Papers Explained 61: Humpback

Published in

DAIR.AI

3 min readOct 13, 2023

Instruction back translation is a scalable method to build a high-quality instruction following language model by automatically labeling human written text with corresponding instructions. Finetuning LLaMa on two iterations of this approach yields a model that outperforms all other LLaMa-based models on the Alpaca leaderboard, demonstrating highly effective self-alignment.

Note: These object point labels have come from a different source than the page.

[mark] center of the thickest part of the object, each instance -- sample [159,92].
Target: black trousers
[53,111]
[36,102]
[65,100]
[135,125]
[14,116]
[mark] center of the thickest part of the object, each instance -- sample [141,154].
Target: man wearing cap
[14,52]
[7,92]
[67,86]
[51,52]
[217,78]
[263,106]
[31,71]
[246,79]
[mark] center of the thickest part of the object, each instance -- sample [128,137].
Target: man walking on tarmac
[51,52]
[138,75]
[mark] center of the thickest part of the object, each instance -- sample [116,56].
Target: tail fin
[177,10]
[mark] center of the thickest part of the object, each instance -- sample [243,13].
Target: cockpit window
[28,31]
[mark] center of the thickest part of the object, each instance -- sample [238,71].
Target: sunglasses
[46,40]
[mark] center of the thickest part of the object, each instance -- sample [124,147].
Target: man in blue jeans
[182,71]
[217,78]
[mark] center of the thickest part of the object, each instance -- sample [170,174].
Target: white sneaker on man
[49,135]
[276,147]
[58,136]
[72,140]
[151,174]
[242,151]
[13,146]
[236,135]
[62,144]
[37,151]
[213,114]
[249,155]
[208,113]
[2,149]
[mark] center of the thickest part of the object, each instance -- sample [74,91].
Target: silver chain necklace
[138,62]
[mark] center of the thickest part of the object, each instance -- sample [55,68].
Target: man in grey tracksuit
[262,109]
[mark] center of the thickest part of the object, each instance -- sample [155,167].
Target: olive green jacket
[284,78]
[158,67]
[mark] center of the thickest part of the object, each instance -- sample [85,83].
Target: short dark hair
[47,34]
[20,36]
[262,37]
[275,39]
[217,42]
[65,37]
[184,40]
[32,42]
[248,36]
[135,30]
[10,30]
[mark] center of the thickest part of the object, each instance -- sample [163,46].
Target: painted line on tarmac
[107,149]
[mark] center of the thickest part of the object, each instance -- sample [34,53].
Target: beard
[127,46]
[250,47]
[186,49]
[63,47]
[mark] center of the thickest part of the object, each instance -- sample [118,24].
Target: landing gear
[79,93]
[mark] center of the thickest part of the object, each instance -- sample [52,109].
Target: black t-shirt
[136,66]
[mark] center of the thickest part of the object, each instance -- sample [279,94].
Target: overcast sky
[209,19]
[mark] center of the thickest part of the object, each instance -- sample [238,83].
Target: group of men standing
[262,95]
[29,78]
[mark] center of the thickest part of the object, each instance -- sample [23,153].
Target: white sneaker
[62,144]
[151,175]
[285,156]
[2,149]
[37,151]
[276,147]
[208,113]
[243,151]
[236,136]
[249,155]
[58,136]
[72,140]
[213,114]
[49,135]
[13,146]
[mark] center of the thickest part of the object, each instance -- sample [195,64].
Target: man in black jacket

Instruction Back Translation

Self-Augmentation (generating instructions):

Starting from a base language model, a small number of seed examples of (instruction, output) pairs, and a collection of unlabelled documents that are considered candidate outputs for unknown instructions, the base model is finetuned with (output, instruction) pairs from the seed examples as an instruction prediction model Myx, which is used to generate candidate instructions for outputs from the unlabelled data.

Self-Curation (selecting high-quality examples):

Starting from an intermediate instruction-following model M0 fine-tuned from seed examples only, it selects high-quality (instruction, output) pairs A(1)k from the candidates from the previous step. This is done using prompting, instructing the trained model to rate the quality of a candidate pair on a 5-point scale. These are then used as fine-tuning data for the next intermediate model M1, which is in turn used to select training data for obtaining M2.